RGV’s ‘Veerappan’ Is Less About The Dacoit And More About A Stone-Faced Cop’s Hunt For Him

Ayub Dawood

After a spate of flops and a long absence after the disastrous Satya 2, Ram Gopal Varma returns to the silver screen with his latest thriller Veerappan. Based on the real dacoit and sandalwood smuggler, Koose Muniswamy Veerappan, the film tells the story of how he was eventually killed in 2004 after having eluded the police for three decades.

Expectations aren’t high given RGV has shown almost no glimpses of his past cinematic brilliance in over a decade. But one can’t help but draw parallels with his 2000 action flick Jungle. This comes after a scene seeing Veerappan (played by Sandeep Bhardwaj) brutally murders a police man by crushing his head in the first few minutes of the film.

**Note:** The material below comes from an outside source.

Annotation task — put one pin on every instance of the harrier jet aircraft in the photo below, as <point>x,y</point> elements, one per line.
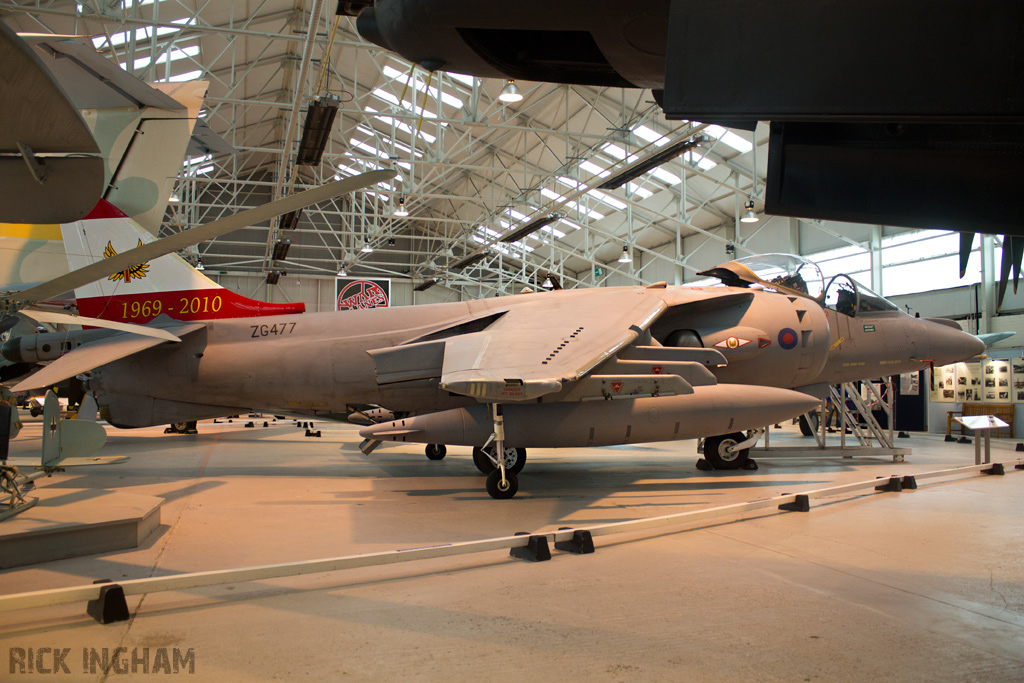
<point>878,110</point>
<point>570,368</point>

But then you also are hit with the realisation that the film isn’t a Veerappan biopic despite the title, but instead tells the story of how the police hunted him down.

b’Veerappan was killed in 2004xc2xa0| Source: Reuters’

The film revolves around a nameless cop played by Sachiin J Joshi (of Jackpot fame), who heads a special task force that has failed to capture Veerappan. This despite the smuggler using an old rifle and terrorising the jungle with just a 20-member gang, despite being outnumbered by those trying to catch him. We then get a quick back story about Veerappan’s rise from a young boy who killed elephants on instructions from corrupt forest officials to a smuggler who kidnapped film star Rajkumar.

The film is then about the top cop and his team nabbing and torturing of Veerappan’s associates as they try to hunt him down. The cops hatch a plan to plant an officer’s widow Priya (Lisa Ray) as a landlord, to befriend Veerappan’s wife Muthulakshmi (Usha Jadhav) who lives in the city. 

After a series of awkward bonding rituals between the women, the STF gets more information about the smuggler. They then hatch masterplans that fail in quick succession thanks to Veerappan’s sharp instincts.

Veerappan appears in the narrative only when the plan unfolds, and the film tells you little about him. Finally it’s the smuggler’s ambition to do something big by kidnapping the likes of actor Rajnikanth, and his obsession with meeting his idol LTTE chief Prabhakaran, that leads him right into the cop’s masterplan.

Sandeep Bhardwaj bears a striking resemblance to Veerappan, but fails to bring the terrifying dacoit to life given how little he has to do. A stone-faced Sachiin J Joshi plays the tough cop portrayed in Bollywood masala flicks, but makes Abhishek Bachchan from Dhoom look more convincing. Lisa Ray tries too hard and ends up being annoying, but Usha Jadhav as Veerappan’s wife does well.

The film shows fake encounters, torture and people being killed in cover ups, but tries to justify it with a stone faced Sachin Joshi saying, “Sabse bade rakshash ko maarne ke liye usse bhi bada raakshash banna padta hai” (to catch the biggest demon one needs to become a bigger demon)

Despite a powerful subject like a legendary dacoit Veerappan, the film seems to be trying to be India’s answer to Hollywood’s Zero Dark Thirty. And it fails miserably. One major consolation though, is that Ram Gopal Verma finally seems to have abandoned the dizzy camera angles he seemed to be obsessed with.

Give this film a miss, unless you want to see shootouts and chase sequences that will remind you of past RGV hits like Satya and Company.